制御を工夫してMT車にもアイサイトを搭載する

 スバルは20日、「BRZ」の手動変速機(MT)車に運転支援システム「アイサイト」を初搭載すると発表した。今秋発売する改良モデルで採用する。2025年12月が期限の継続生産車への衝突被害軽減ブレーキ(AEB)装着義務化に対応する。MTスポーツカーのAEB対応では、マツダやトヨタ自動車が対応を進めるほか、ダイハツ工業も「コペン」で対応する方針を示している。一方、ホンダは22年に「S660」の生産を終了。AEBの義務化だけが理由ではないが「NSX」の生産も終えた。義務化まで残り2年半に迫る中、各社の判断が分かれている。
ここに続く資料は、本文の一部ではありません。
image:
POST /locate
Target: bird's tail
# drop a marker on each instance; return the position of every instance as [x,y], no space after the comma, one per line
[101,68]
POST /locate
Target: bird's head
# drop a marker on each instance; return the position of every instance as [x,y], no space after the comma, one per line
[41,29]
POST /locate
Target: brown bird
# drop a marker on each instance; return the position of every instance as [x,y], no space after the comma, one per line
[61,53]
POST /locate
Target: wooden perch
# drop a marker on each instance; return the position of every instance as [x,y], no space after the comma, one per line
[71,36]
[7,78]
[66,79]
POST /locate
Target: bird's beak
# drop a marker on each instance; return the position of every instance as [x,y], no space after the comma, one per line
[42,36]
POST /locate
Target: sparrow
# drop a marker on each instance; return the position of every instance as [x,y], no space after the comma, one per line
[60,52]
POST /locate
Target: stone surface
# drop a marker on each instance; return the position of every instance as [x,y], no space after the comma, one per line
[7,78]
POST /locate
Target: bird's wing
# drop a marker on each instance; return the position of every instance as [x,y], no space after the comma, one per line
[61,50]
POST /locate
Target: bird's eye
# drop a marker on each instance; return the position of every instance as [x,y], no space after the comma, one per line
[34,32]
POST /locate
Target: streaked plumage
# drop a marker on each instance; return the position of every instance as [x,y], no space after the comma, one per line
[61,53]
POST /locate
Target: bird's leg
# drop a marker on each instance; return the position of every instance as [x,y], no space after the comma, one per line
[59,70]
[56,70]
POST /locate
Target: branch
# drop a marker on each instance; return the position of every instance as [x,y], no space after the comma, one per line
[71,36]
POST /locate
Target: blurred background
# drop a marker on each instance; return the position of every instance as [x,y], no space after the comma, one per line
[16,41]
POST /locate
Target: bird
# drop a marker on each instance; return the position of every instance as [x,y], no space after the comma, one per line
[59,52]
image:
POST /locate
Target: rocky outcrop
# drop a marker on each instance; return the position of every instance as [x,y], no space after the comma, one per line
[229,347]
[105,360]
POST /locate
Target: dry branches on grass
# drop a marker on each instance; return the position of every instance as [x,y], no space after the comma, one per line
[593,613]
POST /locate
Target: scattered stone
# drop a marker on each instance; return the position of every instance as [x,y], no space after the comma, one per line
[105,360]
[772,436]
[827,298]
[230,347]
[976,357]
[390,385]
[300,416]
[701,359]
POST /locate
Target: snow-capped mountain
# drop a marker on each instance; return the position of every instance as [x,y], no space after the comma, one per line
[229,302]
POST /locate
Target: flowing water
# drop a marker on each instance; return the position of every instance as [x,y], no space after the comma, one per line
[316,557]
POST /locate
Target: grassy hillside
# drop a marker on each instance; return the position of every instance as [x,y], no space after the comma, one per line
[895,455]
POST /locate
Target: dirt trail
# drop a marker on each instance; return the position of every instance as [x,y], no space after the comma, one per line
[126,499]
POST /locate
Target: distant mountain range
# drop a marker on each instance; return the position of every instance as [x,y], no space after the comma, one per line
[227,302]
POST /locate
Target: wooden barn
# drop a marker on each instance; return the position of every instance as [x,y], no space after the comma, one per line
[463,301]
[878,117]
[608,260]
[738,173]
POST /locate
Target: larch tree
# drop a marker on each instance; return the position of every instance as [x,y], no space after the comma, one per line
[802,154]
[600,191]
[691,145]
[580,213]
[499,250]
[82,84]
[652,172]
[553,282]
 現行のBRZは21年7月に発売した。自動変速機(AT)車にはアイサイトを採用していたが、MT車には搭載していなかった。AEBの作動時にエンジンストール(エンスト)が発生したり、ブレーキが重くなったりして交差点などで二次衝突などを起こす可能性を懸念していたためだ。

 ただ、BRZの販売台数に占めるMT比率は6割とATを凌いでおり、顧客からAEBやアダプティブクルーズコントロール(ACC)の設定を求める声が寄せられていた。アイサイトを採用し、こうしたユーザーニーズに応えるとともに法規に対応する。

 アイサイトの採用で最もこだわったのはエンスト関連の制御だ。AEBが作動した場合、ギアやクラッチの状態によってはエンストするが、同時にエンジンの電子制御装置(ECU)が停止するため、ブレーキの圧力も抜けてしまうという。

 このため、スバルは横滑り防止装置(VDC)のECUでホイールシリンダーに液圧をかけてつつ、ピストンバルブを閉じることで液圧を一時的に保持する。これにより、AEB作動から完全停止まで制御する。

 ACCもMT車ならではの制御を取り入れた。作動速度域を全車速ではなく、時速25キロメートル以上と6速でもエンストしない範囲に設定。クラッチペダルを踏んでいる間は一時的に加速を抑制することでエンジン回転の上昇を防ぐ。クラッチをつなぐと瞬時に加速を再開し、違和感なくACCを作動させるようにした。AEBを含め、AT車と比べると、機能や作動条件に制限があるものの、独自の制御でAT車に近いアイサイトの安全性能を実現した。

 MT車のAEB対応は、マツダが「ロードスター」などの幅広い車種で進めているほか、トヨタも「GRスープラ」などに搭載済みだ。ただ、スポーツカーの販売規模では法規対応コストが見合わず、生産を打ち切るモデルも少なくない。

 スバルもMT車を減らしており、国内向けはBRZのみになっていた。しかし、ブランド力の維持・向上のためにBRZのMT車を残す必要があると判断した。

 MT用アイサイトの制御技術を開発したことを契機に、今後は他車種についてのMT車復活も検討するという。